Global Shifts: Implications for Business, Government and Labour

Global Shifts: Implications for Business, Government and Labour

Massachusetts Institute of Technology, Cambridge
SASE's 24th annual meeting
June 28-30, 2012

SASE's Newest Network

Network Q - Asian Capitalisms

 

In addtition to its 17 exciting networks, we are delighted to announce the arrival of a new network on Asian Capitalisms organized by Tobias ten Brink (Max Planck Institute), Sebastien Lechevalier (Ecole des Hautes Etudes en Sciences Sociales), Boy Lüthje (Frankfurt Institute of Social Research), and Cornelia Storz (University of Frankfurt).

The basic idea of this first area network within SASE is to make Asia a central field of investigation for theories of institutional change and diversity of capitalism.

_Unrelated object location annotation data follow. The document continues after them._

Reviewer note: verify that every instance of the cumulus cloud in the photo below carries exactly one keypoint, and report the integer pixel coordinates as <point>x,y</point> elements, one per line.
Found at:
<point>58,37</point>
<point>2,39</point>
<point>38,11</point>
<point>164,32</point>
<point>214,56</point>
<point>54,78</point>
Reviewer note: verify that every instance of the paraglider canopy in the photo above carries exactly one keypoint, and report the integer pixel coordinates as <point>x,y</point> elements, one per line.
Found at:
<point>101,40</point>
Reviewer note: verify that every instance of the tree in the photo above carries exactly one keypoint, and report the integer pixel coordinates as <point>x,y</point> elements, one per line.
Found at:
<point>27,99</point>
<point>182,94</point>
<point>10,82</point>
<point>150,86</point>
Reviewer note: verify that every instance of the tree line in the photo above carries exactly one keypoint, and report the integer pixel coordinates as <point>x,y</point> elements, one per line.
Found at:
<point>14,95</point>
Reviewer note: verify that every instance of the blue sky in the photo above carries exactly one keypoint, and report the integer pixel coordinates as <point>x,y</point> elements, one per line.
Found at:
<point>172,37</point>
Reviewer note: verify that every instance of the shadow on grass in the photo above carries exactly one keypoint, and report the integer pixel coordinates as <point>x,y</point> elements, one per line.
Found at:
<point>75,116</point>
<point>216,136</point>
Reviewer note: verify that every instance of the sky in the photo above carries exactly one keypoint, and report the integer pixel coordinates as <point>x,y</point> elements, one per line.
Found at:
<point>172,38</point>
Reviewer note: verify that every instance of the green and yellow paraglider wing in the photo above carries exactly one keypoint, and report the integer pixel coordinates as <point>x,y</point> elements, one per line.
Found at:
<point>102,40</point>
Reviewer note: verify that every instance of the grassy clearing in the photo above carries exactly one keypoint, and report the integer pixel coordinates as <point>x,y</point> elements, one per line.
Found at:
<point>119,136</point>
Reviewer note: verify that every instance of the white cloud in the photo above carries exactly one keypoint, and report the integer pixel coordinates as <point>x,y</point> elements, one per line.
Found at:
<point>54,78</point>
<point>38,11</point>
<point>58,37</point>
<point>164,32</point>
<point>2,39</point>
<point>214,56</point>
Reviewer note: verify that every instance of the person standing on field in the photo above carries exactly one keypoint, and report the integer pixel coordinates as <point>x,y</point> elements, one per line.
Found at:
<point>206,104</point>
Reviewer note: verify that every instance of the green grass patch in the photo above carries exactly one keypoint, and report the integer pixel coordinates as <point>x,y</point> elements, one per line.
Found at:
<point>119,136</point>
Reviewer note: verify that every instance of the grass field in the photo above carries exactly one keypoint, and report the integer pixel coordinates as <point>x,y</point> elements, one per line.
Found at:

Comparative capitalism (CC) theories and concepts still have to be applied to Asia and tested within specific institutional configurations. In terms of CC approaches, open questions are the apparent lack of coherence and immense heterogeneity of capitalist production and regulation and the related institution building in the case of China, the different speed of institutional change in Japan and Korea despite seemingly similar institutional arrangements, the specific institutional structures of city states as Hong Kong and Singapore, the rapid integration of different models and levels of economic development within the “China Circle”, particularly between the P. R. China and Taiwan, idiosyncratic industrial specialization based on textile, IT or services such as call centers that requires a renewed analysis of institutional comparative advantage, as well as the interaction of various modes of capitalist growth at very different levels of development within the regional context.